Tak od około 120km/h siła oporu powietrza jest kwadratem prędkości. Żeby fura latała 200 musi mieć moc !. Można by powedzieć, że teoretycznie żadna 1.3 90KM przy przy słabej aerodynamiece nie poleci 200, ale tak nie jest - wystarczy wsadzić inną skrzynię i pokręcić do 7200rpm na 5 i już
. Na moc osiąganą przez auto ma wpływ wiele czynników, lecz są cztery na które możemy dość łatwo wpływać - ustawienie zapłonu, jakośc paliwa, dolot powietrza i wydech.
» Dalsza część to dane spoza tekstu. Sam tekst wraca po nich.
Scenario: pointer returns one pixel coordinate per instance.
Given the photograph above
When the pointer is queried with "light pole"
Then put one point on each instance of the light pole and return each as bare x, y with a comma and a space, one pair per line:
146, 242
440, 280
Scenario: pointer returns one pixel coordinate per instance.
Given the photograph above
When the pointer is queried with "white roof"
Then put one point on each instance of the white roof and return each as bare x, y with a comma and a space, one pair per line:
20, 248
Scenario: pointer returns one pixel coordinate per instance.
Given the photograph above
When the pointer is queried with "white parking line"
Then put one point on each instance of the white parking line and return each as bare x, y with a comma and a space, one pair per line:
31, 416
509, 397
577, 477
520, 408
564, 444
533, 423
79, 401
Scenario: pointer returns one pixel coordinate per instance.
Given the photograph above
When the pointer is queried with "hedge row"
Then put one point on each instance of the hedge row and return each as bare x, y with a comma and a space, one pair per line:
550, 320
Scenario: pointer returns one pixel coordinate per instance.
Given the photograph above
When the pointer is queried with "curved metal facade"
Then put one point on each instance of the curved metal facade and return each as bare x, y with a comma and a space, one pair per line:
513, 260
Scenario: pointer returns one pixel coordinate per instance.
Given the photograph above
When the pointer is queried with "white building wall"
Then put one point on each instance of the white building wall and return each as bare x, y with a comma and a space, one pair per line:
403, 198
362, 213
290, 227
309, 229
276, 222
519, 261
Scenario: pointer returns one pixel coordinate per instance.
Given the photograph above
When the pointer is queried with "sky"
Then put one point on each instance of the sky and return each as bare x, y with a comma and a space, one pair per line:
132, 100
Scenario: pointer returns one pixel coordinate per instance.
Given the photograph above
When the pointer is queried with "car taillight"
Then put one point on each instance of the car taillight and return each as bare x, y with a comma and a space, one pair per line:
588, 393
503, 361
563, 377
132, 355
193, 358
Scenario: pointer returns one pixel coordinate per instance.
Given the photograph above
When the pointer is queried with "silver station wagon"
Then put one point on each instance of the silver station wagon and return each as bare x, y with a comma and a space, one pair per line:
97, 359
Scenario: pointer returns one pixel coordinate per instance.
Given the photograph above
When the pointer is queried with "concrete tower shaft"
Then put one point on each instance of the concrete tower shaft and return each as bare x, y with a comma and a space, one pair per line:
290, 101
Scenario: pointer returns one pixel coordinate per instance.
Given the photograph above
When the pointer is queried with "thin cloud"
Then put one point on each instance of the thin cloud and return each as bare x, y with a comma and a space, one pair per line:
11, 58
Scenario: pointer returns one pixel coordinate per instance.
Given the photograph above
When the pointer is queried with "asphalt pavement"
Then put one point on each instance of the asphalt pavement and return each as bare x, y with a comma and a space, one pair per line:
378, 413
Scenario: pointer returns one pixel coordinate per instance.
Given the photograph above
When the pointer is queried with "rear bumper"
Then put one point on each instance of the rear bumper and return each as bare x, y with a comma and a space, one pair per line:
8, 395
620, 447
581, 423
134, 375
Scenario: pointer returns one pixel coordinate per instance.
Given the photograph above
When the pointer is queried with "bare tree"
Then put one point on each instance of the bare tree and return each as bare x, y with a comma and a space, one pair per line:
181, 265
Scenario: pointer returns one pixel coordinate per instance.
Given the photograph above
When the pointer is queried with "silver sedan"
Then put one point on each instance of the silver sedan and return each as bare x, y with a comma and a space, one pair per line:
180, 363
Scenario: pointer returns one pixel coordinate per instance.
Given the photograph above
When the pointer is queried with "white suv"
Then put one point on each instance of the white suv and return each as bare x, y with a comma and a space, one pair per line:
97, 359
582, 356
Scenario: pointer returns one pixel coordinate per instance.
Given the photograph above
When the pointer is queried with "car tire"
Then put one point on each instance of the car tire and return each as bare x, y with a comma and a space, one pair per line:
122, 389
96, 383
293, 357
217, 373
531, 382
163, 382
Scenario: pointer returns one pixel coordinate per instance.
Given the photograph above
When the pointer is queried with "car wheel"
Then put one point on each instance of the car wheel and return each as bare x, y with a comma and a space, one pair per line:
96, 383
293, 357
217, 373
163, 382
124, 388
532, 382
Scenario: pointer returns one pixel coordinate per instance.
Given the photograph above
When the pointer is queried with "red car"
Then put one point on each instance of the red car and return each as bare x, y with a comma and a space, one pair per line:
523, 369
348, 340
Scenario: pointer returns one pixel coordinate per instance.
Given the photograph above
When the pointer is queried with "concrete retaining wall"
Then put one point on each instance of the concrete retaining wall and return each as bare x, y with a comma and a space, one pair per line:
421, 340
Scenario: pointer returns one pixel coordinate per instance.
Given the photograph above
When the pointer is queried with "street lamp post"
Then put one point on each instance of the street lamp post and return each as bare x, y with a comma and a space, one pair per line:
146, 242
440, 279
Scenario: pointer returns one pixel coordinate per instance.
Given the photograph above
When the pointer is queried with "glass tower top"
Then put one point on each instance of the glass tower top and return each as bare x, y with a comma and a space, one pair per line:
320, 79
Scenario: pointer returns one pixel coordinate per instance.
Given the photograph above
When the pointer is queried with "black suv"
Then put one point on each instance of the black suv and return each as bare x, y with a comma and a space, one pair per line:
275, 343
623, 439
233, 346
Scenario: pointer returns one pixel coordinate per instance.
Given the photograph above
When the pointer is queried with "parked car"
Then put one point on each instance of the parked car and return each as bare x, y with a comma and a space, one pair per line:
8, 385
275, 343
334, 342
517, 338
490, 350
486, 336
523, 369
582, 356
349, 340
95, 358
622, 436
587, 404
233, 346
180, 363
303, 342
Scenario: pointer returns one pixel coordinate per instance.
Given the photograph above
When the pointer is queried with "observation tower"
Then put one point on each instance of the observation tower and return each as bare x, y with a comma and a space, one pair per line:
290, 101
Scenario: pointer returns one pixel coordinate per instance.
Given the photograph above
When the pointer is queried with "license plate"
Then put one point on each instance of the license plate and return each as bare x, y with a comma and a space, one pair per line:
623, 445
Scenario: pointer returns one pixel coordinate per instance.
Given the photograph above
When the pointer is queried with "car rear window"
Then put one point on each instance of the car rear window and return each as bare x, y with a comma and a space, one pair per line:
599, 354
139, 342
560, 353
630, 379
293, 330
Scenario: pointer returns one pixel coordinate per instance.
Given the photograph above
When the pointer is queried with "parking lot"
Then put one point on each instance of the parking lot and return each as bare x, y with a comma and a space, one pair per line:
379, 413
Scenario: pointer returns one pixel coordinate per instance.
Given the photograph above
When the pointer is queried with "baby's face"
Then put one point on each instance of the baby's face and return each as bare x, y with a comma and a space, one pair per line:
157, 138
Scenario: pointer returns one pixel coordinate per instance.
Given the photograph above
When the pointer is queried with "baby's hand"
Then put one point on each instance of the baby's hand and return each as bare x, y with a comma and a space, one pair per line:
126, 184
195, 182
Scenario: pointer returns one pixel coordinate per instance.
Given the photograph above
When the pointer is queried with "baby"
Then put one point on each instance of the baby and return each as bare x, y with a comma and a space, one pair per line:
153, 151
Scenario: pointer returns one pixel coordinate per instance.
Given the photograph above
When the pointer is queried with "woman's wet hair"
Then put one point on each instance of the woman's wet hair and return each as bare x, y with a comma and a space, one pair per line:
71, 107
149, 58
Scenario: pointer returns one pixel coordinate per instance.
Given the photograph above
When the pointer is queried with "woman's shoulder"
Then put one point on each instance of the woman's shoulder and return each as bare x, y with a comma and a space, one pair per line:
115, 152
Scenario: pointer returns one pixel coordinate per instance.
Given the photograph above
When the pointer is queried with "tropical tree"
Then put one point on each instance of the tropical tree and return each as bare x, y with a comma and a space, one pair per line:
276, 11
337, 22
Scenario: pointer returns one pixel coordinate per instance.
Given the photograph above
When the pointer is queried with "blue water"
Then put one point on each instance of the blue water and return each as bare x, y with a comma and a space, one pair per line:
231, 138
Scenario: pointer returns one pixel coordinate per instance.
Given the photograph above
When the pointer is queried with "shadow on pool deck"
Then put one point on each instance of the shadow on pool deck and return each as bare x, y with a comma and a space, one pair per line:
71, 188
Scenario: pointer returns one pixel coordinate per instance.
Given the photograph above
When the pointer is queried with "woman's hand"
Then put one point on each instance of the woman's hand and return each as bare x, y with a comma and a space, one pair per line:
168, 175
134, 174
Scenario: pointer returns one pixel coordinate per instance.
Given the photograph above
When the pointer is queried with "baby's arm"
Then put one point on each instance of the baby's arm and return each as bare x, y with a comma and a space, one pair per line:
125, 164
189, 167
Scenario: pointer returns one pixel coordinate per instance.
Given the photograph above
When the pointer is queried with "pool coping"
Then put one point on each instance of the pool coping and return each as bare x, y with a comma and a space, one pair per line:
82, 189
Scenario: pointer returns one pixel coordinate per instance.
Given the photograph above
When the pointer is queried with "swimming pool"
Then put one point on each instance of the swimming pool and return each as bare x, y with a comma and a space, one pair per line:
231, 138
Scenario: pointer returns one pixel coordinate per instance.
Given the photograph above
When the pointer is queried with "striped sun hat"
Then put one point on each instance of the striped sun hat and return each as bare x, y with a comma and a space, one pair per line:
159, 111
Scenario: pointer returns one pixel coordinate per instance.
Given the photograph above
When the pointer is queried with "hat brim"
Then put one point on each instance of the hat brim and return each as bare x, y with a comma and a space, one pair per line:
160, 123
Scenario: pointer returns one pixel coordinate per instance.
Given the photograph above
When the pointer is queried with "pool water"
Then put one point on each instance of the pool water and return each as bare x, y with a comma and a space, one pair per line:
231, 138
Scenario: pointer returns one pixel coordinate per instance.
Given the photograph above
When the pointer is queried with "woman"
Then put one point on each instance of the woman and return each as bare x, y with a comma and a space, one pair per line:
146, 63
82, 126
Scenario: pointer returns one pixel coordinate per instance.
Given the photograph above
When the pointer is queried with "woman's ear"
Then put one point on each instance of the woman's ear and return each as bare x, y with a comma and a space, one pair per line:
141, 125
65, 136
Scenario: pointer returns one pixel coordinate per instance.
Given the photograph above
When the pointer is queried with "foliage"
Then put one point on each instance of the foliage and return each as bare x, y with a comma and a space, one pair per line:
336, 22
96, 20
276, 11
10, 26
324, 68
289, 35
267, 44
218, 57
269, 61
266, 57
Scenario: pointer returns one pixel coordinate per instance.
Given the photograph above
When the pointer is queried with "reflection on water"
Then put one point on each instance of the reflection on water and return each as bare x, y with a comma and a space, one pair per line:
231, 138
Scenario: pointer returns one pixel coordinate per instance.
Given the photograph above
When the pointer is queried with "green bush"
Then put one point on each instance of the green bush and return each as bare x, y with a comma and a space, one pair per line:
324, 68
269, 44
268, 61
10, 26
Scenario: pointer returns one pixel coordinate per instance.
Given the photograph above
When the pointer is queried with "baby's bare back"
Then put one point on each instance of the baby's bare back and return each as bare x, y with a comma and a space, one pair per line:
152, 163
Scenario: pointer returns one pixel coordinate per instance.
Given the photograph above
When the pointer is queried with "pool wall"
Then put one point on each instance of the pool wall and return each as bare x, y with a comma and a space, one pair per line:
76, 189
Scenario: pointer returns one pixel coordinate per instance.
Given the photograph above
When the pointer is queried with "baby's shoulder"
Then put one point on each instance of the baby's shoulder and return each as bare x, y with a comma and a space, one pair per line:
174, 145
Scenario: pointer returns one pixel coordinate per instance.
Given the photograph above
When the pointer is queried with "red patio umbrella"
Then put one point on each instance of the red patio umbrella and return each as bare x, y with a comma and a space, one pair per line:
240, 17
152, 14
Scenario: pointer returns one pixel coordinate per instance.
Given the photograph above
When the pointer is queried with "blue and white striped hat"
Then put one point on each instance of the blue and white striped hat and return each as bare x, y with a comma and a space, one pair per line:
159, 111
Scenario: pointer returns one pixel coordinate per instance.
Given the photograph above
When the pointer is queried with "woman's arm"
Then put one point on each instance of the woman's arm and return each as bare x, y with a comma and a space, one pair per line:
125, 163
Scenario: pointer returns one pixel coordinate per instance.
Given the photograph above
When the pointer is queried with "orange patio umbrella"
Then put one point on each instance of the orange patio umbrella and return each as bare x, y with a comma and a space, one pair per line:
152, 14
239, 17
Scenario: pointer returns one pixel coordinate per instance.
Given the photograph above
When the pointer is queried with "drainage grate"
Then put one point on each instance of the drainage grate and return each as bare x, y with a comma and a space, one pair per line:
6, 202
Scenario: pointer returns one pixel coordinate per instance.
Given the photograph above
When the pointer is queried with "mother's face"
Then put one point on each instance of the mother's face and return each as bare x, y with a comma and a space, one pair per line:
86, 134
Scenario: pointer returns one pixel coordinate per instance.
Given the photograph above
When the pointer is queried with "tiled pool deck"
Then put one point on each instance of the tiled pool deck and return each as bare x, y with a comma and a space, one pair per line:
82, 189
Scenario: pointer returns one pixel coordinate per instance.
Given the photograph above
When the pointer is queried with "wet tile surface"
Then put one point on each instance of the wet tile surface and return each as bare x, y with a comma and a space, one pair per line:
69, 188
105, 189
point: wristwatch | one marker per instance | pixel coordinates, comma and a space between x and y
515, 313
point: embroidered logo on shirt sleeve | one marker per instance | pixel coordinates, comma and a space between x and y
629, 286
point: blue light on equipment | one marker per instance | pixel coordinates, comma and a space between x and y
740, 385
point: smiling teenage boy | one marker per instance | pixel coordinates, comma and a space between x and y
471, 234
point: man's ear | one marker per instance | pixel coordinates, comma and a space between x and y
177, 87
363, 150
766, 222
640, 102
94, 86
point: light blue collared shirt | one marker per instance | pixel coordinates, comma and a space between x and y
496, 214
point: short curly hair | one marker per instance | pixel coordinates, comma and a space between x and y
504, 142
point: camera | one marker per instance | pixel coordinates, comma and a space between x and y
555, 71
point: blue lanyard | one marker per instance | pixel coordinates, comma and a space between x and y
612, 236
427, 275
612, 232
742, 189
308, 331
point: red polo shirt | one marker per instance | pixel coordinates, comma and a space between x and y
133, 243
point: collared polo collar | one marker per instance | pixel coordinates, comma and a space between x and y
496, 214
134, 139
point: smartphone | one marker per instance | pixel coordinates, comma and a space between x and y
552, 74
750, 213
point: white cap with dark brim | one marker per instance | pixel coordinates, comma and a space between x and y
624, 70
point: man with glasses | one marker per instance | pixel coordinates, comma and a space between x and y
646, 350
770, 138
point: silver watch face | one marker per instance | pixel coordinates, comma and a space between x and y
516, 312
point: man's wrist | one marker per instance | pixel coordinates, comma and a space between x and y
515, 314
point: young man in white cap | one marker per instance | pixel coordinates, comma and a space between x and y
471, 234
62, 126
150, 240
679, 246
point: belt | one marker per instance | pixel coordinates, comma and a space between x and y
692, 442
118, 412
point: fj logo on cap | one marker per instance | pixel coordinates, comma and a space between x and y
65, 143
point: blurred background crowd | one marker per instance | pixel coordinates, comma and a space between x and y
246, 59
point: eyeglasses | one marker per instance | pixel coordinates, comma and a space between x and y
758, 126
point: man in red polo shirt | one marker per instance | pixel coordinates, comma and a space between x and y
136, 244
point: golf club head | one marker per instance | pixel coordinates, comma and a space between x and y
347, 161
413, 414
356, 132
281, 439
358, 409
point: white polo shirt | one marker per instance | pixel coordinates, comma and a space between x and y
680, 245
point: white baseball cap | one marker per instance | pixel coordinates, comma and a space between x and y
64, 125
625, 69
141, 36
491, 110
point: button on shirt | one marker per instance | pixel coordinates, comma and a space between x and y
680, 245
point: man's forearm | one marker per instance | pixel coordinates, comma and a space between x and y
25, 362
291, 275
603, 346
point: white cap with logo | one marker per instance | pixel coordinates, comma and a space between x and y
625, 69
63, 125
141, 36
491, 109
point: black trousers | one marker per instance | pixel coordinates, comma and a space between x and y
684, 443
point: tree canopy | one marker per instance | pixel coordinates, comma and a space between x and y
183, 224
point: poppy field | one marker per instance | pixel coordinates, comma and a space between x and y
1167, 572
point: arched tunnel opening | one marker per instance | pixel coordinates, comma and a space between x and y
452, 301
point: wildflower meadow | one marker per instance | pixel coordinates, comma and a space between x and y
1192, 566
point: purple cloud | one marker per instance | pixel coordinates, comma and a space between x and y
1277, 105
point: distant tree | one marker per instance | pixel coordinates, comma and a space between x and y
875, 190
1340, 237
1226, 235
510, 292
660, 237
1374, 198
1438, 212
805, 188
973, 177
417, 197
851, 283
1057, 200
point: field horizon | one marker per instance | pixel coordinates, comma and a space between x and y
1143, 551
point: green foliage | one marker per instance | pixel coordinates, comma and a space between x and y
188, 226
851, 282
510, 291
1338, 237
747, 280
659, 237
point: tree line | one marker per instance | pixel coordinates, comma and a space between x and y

1. ustawić zapłon IDEALNIE ! - i tu uwaga - żaden silnik po planowaniu głowicy nie będzie miał nigdy ustawionego idealnie zapłonu ! Głowica po planowaniu schodzi w dół 1-3mm a tym samym zależne kąty wału i wałka rozrządu (także kąty otwarcia i zamknięcia zaworów) zostają przesunięte względem siebie. Trzeba poprostu wyczuć jak fura najlepiej ciągnie i przesuwać dosłownie o -/+ 0,5mm.
2. Jakośc paliwa.. chyba każdy wie, że 95 a V-Power czy Verva to różnica.
3. Dolot - precyzyjnie dobrany i policzony. Najlepiej dla pokazania różnicy proponuję na chwilę wyjąć całkiem pudła przed przepustnicą i się przejechać. Samochód nabiera dźwięku jak rasowa V8 i na dodatek lata !!!
4. Wydech - przelotowy (czytaj - wywal katalizator i wszelkie gówna po drodze do końca rury) Nie jest prawdą, że gruba rura na całej długości wydechu jest najlepsza!. Średnica rur wydechowych jest dobrana do pojemności i mocy silnika (dla 1.0-1.3 około 40-45mm). Spaliny w rurze osiągają prędkość 600m/s ! to tyle co pocisk z broni krótkiej. Muszą płynnie przepływac w wydechu - za cienka nie wyrobi, za gruba powstanie efekt zakorkowania - spaliny na końcu zwolnią blokując te płynące szybko na początku wydechu. Nie kupujcie strumienic z allegro za 40 zł - to shit !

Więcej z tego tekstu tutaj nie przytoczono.